Fed Diverges from Global Regulators on Liquidity Buffer

WASHINGTON — Global regulators gave banks some breathing room over the weekend by saying firms could fall below minimum liquidity requirements during period of stress, but that may not be the case for U.S. institutions.

After a meeting of the Group of Governors and Heads of Supervision on Sunday, regulators agreed to clarify pending liquidity rules to state explicitly that banks would be required to meet minimum liquidity requirements during normal times, but would be allowed to fall below them in a crisis situation.

But the statement appears to be at odds with the Federal Reserve Board's own liquidity proposal, which calls for the creation of a liquidity buffer over atop the minimum requirements. The buffer is designed to ensure banks do not fall below the minimum liquidity ratio.

"The Basel rules as the GHOS announced them yesterday say that within the rules as specified there is a buffer so that under stress you can fall below the 100% ratios and not be considered illiquid," said Karen Shaw Petrou, a managing partner at Federal Financial Analytics Inc. "In the Fed's notice of proposed rulemaking, the buffer rides atop the basic liquidity rules so you have to meet all the liquidity and still more to meet the buffer requirements."

Late last month, the Fed released a 173-page proposal clarifying how it planned to regulate the largest U.S. firms and what additional capital and liquidity requirements they would need to hold.

Fed officials agreed to punt on certain standards — like the liquidity rules — until there was greater consensus internationally on how to move forward given the number of concerns that have been raised.
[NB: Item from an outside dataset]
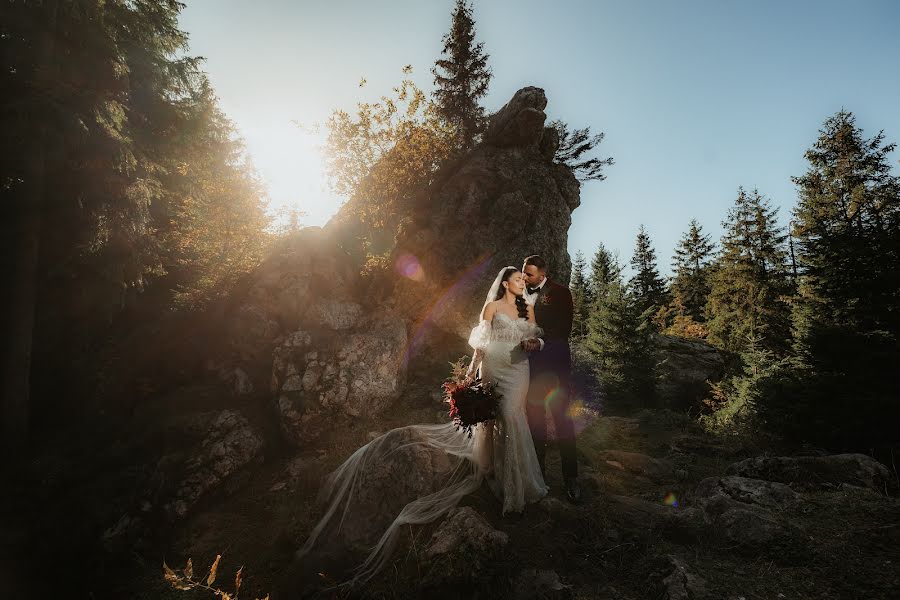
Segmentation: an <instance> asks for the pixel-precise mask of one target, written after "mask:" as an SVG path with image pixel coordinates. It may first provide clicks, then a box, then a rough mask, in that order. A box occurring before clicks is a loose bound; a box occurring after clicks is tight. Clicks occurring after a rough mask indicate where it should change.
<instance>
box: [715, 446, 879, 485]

Banks were told they could rely on their own internal modeling in their own stress testing to ensure things are in line on the liquidity front.

But buried in the plan was a proposed "liquidity buffer" that firms with $50 billion or more in assets will need to have atop the framework agreed upon under Basel III.

Under the international proposal, firms are required to develop a liquidity coverage ratio, or LCR, that is designed to meet short-term liquidity needs typically in a 30-day period. Regulators would also require a net stable funding ratio for longer-term needs. The first ratio is scheduled to take effect in 2015 and the second in 2018.

"Consistent with the effort towards developing a comprehensive liquidity framework that would eventually incorporate the LCR standard, the proposed rule, in addition to requiring stress tests … would require a covered company to continuously maintain a liquidity buffer of unencumbered highly liquid assets sufficient to meet projected net cash outflows and the projected loss or impairment of existing funding sources for 30 days over a range of liquidity stress scenarios," the Fed's proposal says.

The Fed has said it would use the liquidity stress test to determine the size of the buffer, while also taking into account a firm's capital structure, risk profile, complexity, activities, size, and other risk factors. It would also limit the types of assets that could be used in the buffer to those that are highly liquid and can easily be converted to cash with little or no loss of value.

International regulators, meanwhile, have left it unclear exactly what they mean by allowing firms to go below the minimum liquidity threshold.

The Basel Committee has been asked to "provide additional guidance on the circumstance that would justify the use of the pool."

"The rules they are going to be releasing this year in 2012 are what the criteria are, when you might be allowed to fall below the ratios, what that buffer consists of, and how it's going to be used," said Petrou. "But the buffer in Basel is not a super charge. The buffer in the Fed's rule appears to be."

The purpose of the measure is to ensure that no firm fails because of a relative lack of liquidity.

"The aim of the liquidity coverage ratio is to ensure that banks, in normal times, have a sound funding structure and hold sufficient liquid assets such that central banks are asked to perform only as lenders of last resort and not as lenders of first resort," said Mervyn King, Governor of the Bank of England and GHOS chairman, in a statement.

Since the release of the liquidity proposal last year, the plan has worried bankers, who consider it unworkable. They argue that the current proposal calls for the market to be bifurcated between assets that are risk weighted at zero and others that are given a 100% weighting, like cash and U.S. Treasuries.

Regulators, for their part, have signaled more willingness to adjust the liquidity framework and remain committed to introducing the standard in 2015.

Even so, international regulators noted in their statement any modifications would apply only to certain aspects and would "not materially change the framework's underlying approach."

Another issue left open — a prominent concern by industry — is potential changes regarding the pool of high-quality assets and tweaks to the calibration of net cash outflows.